Balancing myself on a three-inch form in a tea-shop at a small town midway between Li-shih-ch’ang and Luchow, I am endeavoring to take in the scene around me. The people are so numerous in this province that they must struggle in order to live. Vain is it for the most energetic among them to escape from the shadow of necessity and hunger; all are similarly begirt, so they settle down to devote all their energies to trade. And trade they do, in very earnest.
Everything is labeled, from the earth to the inhabitants; these primitives, these blissfully “heathen” people, have become the most consummate of sharpers. I walk up to buy something of the value of only a few cash, and on all sides are nets and traps, like spider-webs, and the fly that these gentry would catch, as they see me stalk around inspecting their wares, is myself. They seem to lie in wait for one, and for an article for which a coolie would pay a few cash as many dollars are demanded of the foreigner. My boy stands by, however, magnificently proud of his lucrative and important post, yelling precautions to the curious populace to stand away. He hints, he does not declare outright, but by ungentle innuendo allows them to understand that, whatever their private characters may be, to him they are all liars and rogues and thieves. It is all so funny, that one’s fatigue is minimized to the last degree by the humor one gets and the novel changes one meets everywhere.

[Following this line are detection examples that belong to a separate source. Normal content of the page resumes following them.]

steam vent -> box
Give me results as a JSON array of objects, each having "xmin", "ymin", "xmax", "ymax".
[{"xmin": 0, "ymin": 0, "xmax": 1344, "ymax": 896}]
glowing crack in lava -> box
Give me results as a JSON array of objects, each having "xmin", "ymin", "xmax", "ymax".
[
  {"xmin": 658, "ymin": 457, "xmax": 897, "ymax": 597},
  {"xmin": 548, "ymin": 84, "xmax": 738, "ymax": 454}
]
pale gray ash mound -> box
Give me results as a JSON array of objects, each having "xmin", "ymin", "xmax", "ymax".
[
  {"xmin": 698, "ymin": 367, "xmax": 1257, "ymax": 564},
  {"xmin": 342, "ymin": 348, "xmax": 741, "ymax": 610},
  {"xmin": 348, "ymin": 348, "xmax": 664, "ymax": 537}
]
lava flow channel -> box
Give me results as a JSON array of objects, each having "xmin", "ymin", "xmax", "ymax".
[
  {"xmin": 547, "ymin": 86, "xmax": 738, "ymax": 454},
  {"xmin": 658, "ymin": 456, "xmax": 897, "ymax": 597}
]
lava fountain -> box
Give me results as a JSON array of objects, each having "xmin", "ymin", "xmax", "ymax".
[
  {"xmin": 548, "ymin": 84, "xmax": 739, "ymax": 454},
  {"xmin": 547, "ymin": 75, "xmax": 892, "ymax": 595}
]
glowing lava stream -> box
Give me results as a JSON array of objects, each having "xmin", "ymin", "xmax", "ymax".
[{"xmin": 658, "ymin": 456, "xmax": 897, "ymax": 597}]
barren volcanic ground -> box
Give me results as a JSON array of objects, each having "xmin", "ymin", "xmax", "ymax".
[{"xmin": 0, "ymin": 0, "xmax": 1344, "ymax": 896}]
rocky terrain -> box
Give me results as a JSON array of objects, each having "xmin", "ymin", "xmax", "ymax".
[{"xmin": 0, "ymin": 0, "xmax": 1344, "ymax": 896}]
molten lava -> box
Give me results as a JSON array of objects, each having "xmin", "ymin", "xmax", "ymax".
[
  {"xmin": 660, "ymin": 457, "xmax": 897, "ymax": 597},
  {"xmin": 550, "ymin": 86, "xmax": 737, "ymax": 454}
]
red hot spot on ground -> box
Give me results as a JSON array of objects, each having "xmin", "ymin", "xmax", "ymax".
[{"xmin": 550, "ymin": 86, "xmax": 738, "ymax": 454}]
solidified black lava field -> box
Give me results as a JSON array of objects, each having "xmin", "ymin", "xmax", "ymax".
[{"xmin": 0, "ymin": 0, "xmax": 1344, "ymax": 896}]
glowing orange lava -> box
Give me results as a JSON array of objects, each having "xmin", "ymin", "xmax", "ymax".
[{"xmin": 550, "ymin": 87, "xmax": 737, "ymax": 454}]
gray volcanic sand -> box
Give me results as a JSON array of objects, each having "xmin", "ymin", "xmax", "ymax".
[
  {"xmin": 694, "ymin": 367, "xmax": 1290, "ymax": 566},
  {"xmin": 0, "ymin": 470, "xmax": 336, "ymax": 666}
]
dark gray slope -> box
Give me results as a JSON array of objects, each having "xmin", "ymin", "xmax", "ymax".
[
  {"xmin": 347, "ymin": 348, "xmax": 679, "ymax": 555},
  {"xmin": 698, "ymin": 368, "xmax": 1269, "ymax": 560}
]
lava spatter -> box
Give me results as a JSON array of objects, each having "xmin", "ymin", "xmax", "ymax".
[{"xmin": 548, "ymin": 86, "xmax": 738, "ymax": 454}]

Onward again, my men singing, perhaps quarreling, always swearing. Their language is low and coarse and vulgar, but happily ignorant am I.
The country, too, is fascinating in the extreme. A man must not come to China for pleasure unless he love his mistress Nature when she is most rudely clad. Some of her lovers are fascinated most in by-places, in the cool of forests, on the summit of lofty mountains, high up from the mundane, in the cleft of canons, everywhere that the careless lover is not admitted to her contemplation. It is for such that China holds out an inviting hand, but she offers little else to the Westerner—the student of Nature and of man can alone be happy in the interior.